Capítulo 3

Con la caída de la luz, una calma angustiosa se había abatido sobre la llanura desértica, donde el astro declinante hacía jugar un calidoscopio de contrastes, entrelazando ocres y amarillos luminosos con largas sombras de un malva de tinieblas. Por el oeste se recortaban las siluetas descarnadas de algunos árboles, cuyas ramas negras y secas arañaban el crepúsculo con la ayuda de tornados residuales. A veces, el silencio se desgarraba con el alarido de un chacal, al que respondía el grito estridente de una rapaz nocturna. Era el instante misterioso en que los depredadores salían de caza, el sutil momento en que Ra-Atum se hundía en el inquietante horizonte occidental para emprender su peligrosa carrera de la noche.

Después de la tormenta, en el aire tibio persistía un olor a polvo, realzado por perfumes acuáticos que emanaban de los pantanos septentrionales. En el cielo, de una pureza de cristal, el disco de plata de la luna se había alzado, inundando ya los lejanos territorios del Oriente con una suave claridad azulada.

Los dos niños, fascinados, sintieron más que nunca la magia que se desprendía de la meseta, extendiéndose como una alfombra de arena y rocas en la frontera del día y de la noche. Desde la altura en que se encontraban, la ciudad de Mennof-Ra, estirada en las riberas del río, parecía minúscula frente a la inmensidad del desierto circundante, un foco humano cuya existencia sólo el Nilo dispensador de vida había permitido. Hacia el norte se abría la perspectiva quieta del delta, con sus innumerables marismas que albergaban nubes de pájaros.

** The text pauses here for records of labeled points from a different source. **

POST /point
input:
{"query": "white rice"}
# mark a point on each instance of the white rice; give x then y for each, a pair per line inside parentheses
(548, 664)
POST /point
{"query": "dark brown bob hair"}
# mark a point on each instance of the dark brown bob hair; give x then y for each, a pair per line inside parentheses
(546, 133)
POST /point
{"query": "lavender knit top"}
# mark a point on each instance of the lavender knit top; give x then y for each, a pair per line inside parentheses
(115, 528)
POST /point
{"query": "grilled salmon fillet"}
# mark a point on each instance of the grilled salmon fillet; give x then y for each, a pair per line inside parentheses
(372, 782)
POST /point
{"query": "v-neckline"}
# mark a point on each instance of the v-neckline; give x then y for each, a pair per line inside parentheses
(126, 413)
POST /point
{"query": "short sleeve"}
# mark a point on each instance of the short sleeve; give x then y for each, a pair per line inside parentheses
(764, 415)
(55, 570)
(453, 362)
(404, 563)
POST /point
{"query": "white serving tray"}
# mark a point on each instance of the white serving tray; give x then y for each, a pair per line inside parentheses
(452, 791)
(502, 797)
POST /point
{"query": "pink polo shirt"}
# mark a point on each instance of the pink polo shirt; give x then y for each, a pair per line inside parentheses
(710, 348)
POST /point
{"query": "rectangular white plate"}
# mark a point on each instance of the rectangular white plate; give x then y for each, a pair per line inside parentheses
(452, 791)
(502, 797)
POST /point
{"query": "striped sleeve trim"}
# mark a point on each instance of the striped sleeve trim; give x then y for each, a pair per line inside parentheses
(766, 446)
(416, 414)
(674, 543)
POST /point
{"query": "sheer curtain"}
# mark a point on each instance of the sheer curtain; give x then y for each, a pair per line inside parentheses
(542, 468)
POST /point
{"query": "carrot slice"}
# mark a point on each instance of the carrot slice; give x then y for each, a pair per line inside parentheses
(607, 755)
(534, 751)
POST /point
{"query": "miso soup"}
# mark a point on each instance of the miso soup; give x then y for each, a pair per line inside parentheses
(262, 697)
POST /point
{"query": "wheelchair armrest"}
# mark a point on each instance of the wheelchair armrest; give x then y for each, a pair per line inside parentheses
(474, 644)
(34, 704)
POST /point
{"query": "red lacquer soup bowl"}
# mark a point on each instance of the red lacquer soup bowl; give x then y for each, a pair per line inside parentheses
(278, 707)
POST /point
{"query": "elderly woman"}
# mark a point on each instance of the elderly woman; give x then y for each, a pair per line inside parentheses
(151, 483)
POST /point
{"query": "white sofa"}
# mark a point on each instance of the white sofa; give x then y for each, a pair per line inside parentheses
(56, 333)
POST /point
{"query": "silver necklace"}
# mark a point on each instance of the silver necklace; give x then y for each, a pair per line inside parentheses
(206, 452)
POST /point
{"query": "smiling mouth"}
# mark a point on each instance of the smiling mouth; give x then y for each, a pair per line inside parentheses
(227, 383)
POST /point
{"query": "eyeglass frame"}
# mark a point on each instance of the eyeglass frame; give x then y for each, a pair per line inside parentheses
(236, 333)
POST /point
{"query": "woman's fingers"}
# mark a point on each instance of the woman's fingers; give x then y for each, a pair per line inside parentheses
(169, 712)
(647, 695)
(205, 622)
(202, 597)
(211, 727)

Sin embargo, a pesar de la belleza serena de los lugares, una desazón total había invadido a los dos niños. Las terribles palabras del misterioso ciego seguían incrustadas en su memoria. Djoser tomó la mano de Tanis y juntos se encaminaron a la ciudad, con la muerte en el alma, seguidos por el esclavo nubio.

Mientras descendían hacia el valle, se levantó un viento fresco y ligero procedente del norte, en el que no se fijaron. Con las manos soldadas, caminaban sin hablar. Las palabras hubieran sido muy débiles comparadas con el dolor que la predicción del hombre de los ojos arrancados había provocado en ellos.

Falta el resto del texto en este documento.